About Filename Logging

The Security Services > Application Control group provides the Filename Logging event. Application Control Filename Logging allows the administrator to be notified of each filename or URIs of interest that Application Control has explicitly identified as it processes packets or flows.

The notification uses the Log mechanism where the output can be shown in several message formats, such as on the Monitor > Logs > System Logs page or by Syslog.
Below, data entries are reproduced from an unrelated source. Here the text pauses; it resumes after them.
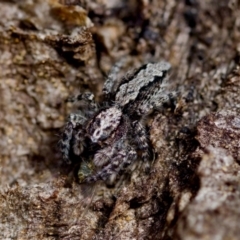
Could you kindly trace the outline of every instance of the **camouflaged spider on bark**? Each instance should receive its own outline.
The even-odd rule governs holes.
[[[91,93],[71,99],[84,107],[70,114],[59,145],[65,162],[82,164],[80,182],[114,181],[137,159],[149,163],[145,119],[172,97],[165,88],[170,68],[167,62],[149,63],[115,79],[116,65],[104,84],[103,103],[98,106]]]

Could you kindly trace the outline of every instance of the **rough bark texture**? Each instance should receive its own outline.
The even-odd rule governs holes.
[[[1,0],[0,15],[1,239],[239,239],[237,0]],[[148,122],[149,174],[79,184],[56,147],[65,100],[101,98],[123,57],[122,74],[169,61],[180,97]]]

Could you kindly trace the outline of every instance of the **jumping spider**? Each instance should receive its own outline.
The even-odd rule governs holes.
[[[112,69],[104,84],[101,106],[94,102],[91,93],[71,99],[84,102],[84,107],[70,114],[59,142],[60,150],[67,163],[73,159],[92,163],[95,173],[86,174],[83,182],[113,181],[137,158],[149,162],[146,116],[173,96],[165,88],[169,63],[145,64],[115,79],[118,68],[116,65]]]

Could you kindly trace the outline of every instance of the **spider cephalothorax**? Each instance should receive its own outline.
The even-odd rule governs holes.
[[[84,108],[70,114],[59,143],[66,162],[71,163],[74,156],[95,169],[83,181],[113,180],[136,159],[149,161],[143,119],[169,100],[165,82],[170,67],[167,62],[149,63],[115,79],[116,66],[105,82],[105,101],[100,107],[91,93],[72,99],[84,101]]]

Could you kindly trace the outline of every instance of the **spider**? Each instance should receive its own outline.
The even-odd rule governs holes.
[[[60,151],[65,162],[88,162],[95,169],[83,182],[114,181],[136,159],[149,162],[146,117],[173,96],[165,88],[168,62],[148,63],[116,79],[119,68],[116,64],[110,71],[99,105],[89,92],[70,99],[84,104],[69,115]]]

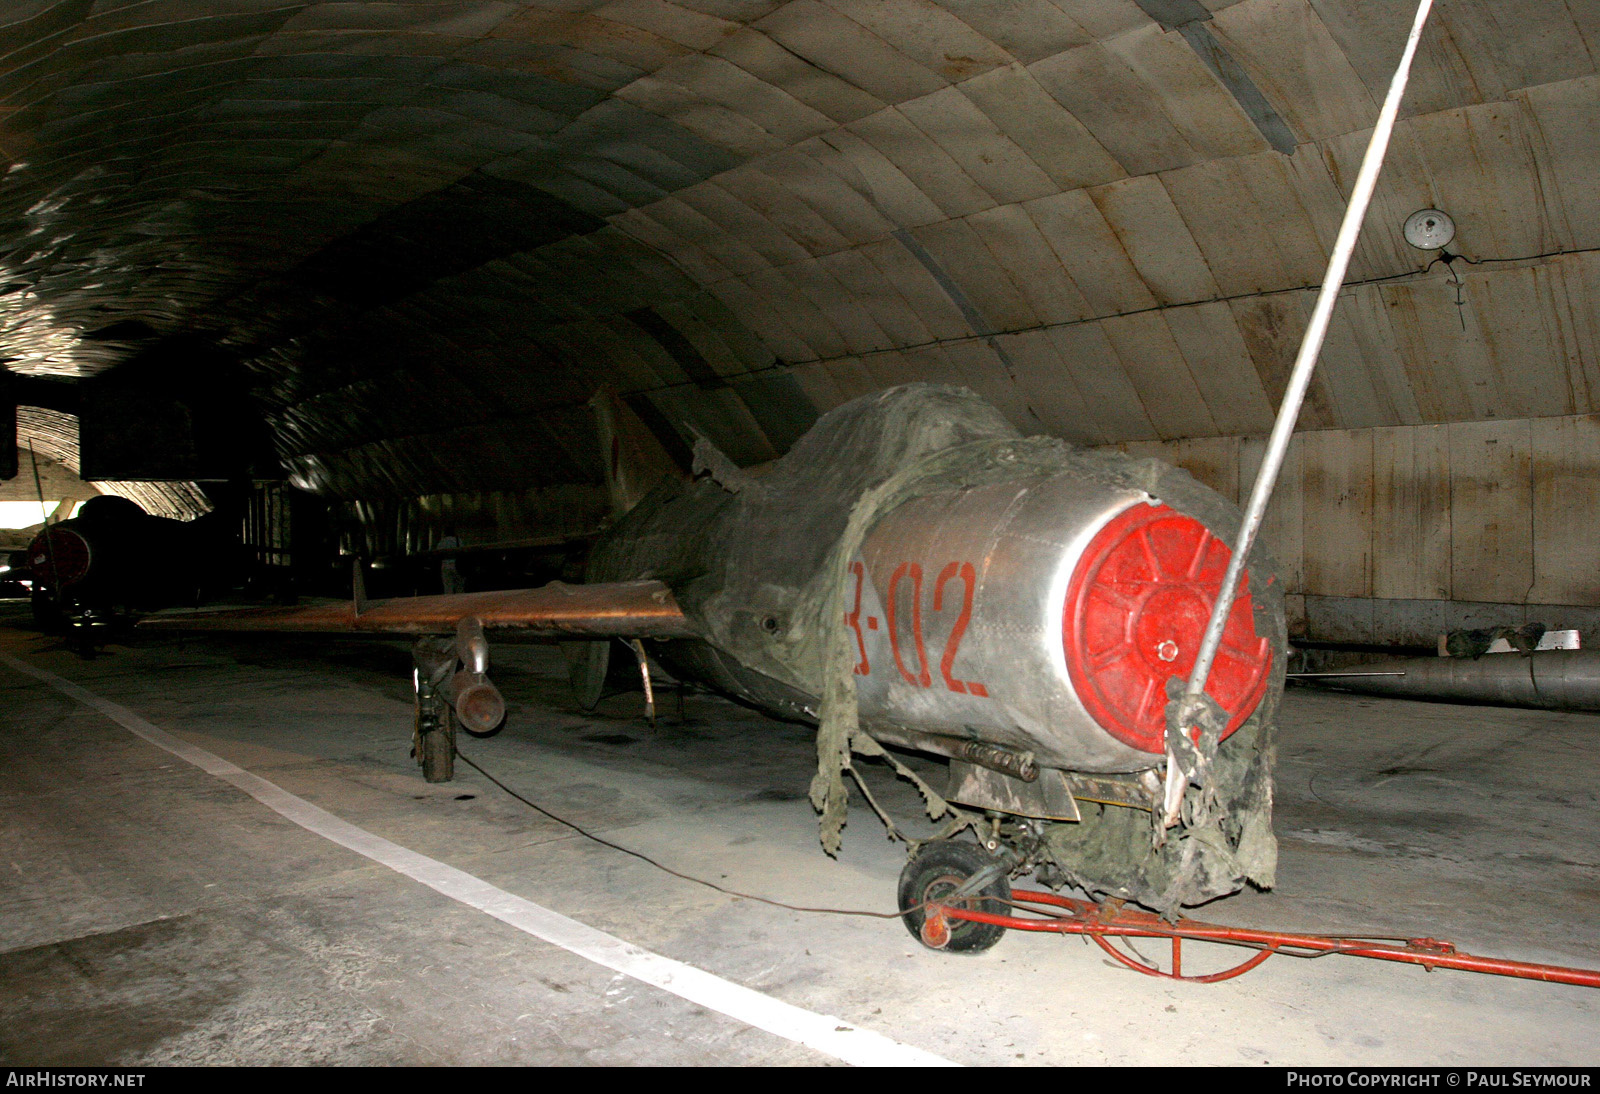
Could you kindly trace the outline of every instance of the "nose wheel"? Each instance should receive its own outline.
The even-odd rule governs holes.
[[[968,883],[978,874],[977,886]],[[917,849],[900,871],[900,919],[911,937],[933,950],[981,953],[1005,936],[992,923],[951,919],[939,914],[948,904],[992,915],[1011,914],[1011,884],[1000,860],[975,843],[931,840]],[[963,891],[964,889],[970,891]]]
For Syslog, the message-id for an Application Control Filename Log is 1574 and it has a message template of Filename: %s, where the value substituted for %s can be a filename or URI identified by Application Control.

Filename Logging events can occur when the following requirements are met:

• Enable App Control - Application Control is enabled per zone from the Object > Match Objects > Zones page and globally on the Policy > Rules and Policies > App Control.
• Enable Filename Logging - Filename Logging is enabled on the Log > Settings page.
• Logging is enabled for the App Control Filename Logging event id=1574 - Enable GUI or Syslog with appropriate filtering on the Log > Settings page.

Filename Logging works with the following protocols:

• HTTP
• FTP
• NetBios/CIFS
• SMTP
• POP3
• IMAP

Gateway Anti-Virus does not need to be enabled.

With HTTP, if the server response does not have a filename in its headers, the last portion of the URL that the client requested is used.

If the entire filename cannot be captured because of any reason, (for example, the filename was too long or it straddles multiple packets or any other reason), the prefix portion that was captured is logged and an asterisk is appended to it in the log entry.